Then over my morning coffee boost I thought all on my own that I was confused because just the day before, xyz pollsters had told me that I thought I was really upset about the job market because of an increase in claims.   Later, another poll added that I was thinking negative thoughts about the entrepreneurs who had out- sourced their workers’ paychecks but were now complaining that president Obama had failed to create a couple of million new jobs even though he’s had his job a whole year.  I expected to hear that one of those CEO’s had asked his daughter’s college dean why after her freshman year she had not been awarded a PhD.

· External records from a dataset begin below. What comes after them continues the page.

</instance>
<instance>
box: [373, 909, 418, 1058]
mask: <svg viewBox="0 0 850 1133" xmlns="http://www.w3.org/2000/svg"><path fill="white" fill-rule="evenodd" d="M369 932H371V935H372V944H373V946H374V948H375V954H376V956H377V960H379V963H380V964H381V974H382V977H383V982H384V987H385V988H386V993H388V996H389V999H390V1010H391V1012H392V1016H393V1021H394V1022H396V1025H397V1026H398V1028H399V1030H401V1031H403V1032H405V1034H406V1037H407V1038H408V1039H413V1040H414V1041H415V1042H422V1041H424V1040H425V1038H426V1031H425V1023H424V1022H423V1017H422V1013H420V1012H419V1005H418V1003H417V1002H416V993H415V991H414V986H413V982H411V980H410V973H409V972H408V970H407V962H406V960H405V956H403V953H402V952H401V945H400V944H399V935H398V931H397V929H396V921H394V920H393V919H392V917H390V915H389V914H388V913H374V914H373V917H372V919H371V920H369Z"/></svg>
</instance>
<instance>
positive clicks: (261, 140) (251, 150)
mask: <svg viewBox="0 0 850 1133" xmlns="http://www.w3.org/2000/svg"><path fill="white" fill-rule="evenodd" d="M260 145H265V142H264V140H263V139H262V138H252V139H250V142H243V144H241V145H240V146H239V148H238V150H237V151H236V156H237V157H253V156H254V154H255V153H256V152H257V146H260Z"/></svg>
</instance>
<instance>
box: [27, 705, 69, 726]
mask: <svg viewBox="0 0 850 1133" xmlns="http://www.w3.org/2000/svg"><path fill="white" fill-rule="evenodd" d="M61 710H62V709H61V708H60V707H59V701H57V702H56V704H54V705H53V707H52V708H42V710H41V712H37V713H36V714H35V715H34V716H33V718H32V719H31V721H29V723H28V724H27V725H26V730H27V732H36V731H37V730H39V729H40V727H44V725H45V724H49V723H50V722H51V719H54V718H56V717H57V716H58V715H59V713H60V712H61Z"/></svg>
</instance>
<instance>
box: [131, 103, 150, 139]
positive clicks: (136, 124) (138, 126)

Then profound introspection set in and I asked myself how pollsters found out what I and over 305 million fellow Americans were thinking?  One leading poll taker explained that his staff solicited telephone answers from about 8500 so-called representative persons around the country which sounded like a focus group on steroids.  It was described as a sophisticated statistical analysis by experts who have been studying for years to tell me what I am thinking.

Also, I noticed that talk show hosts used several different polls to tell their audiences what I’m thinking but, it seems, only the ones that favored their particular views in a controversy.  And it sounds to me that the big-foot pundits seem not able to comment about what I’m thinking without quoting a poll.

More coffee with skepticism.  Who were those representative people and how were they chosen?  How were the questions phrased?  Was there a stealth technique that supplied answers to support a particular political agenda?  And it was getting really serious!  The ABC News/Washington Post poll told me, often taken as a staunch tree-hugging liberal, that I think the republicans have pulled ahead of the democrats for this November election.  More coffee with something stronger in it.

Finally I recalled that in all the years we the people have been told by polls what we have been thinking about health care, our sick economy, about Afghanistan and Iraq – whatever – no pollster has ever asked me about anything!